Figure 6. Leishmania amastigotes lacking PIWI are more sensitive to apoptosis-like cell death inducing agents.

(A) LinPIWI^(−/−) was shown to be highly sensitive to miltefosine (MF). Equal number of L. infantum axenic amastigotes (Ama) of wild type and LinPIWI^(−/−) mutant strains were treated with various concentrations of MF for a period of 8 hrs. Drug sensitivity was evaluated by measuring the OD at 600 nm in a 96 well plates. The results are expressed as mean ± SD of biological triplicates and the experiments were conducted twice with similar results. The comparison of growth percentage between L. infantum WT treated with 0, 5, 10, 15, 20 µM of MF and LinPIWI^(−/−) treated with 0, 2, 4, 6 and 8 µM of MF, respectively (LinPIWI^(−/−) is much more sensitive to MF than WT) was analyzed by t-test (non parametric) using GraphPad Prism (version 3.03) software.
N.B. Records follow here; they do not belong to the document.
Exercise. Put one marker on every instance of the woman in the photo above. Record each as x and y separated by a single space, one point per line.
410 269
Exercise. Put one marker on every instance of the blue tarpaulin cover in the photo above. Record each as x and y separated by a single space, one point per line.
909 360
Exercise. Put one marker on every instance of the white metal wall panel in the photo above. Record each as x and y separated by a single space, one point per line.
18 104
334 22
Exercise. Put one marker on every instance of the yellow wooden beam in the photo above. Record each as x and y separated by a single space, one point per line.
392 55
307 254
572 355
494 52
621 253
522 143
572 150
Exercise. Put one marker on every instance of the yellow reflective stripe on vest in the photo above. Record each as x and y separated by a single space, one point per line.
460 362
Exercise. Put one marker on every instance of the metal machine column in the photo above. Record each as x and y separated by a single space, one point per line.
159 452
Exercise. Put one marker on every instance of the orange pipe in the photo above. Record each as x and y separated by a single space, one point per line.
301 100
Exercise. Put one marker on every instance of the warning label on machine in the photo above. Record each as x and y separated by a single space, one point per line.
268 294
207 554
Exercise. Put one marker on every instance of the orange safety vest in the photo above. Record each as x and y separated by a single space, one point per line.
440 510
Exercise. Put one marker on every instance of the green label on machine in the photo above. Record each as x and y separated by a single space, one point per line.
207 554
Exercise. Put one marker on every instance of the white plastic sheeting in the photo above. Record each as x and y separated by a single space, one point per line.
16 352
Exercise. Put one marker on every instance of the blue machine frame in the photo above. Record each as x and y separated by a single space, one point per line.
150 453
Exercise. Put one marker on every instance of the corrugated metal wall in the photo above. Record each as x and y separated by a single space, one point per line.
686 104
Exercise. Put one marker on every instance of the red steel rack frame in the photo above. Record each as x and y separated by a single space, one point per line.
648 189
Significant differences between WT and LinPIWI^(−/−) are indicated (*, P<0.05; ***, P<0.001). (B) Primer extension analysis of L. infantum wild type (LinPIWI^(+/+)) and five independent clones (Cl 1–3, Cl 5 and Cl 6) of LinPIWI^(−/−) null mutant grown as axenic amastigotes using a forward primer corresponding to nucleotides 101–118 of the sLSU γ rRNA to detect antisense (as) LSU γ rRNA fragmentation.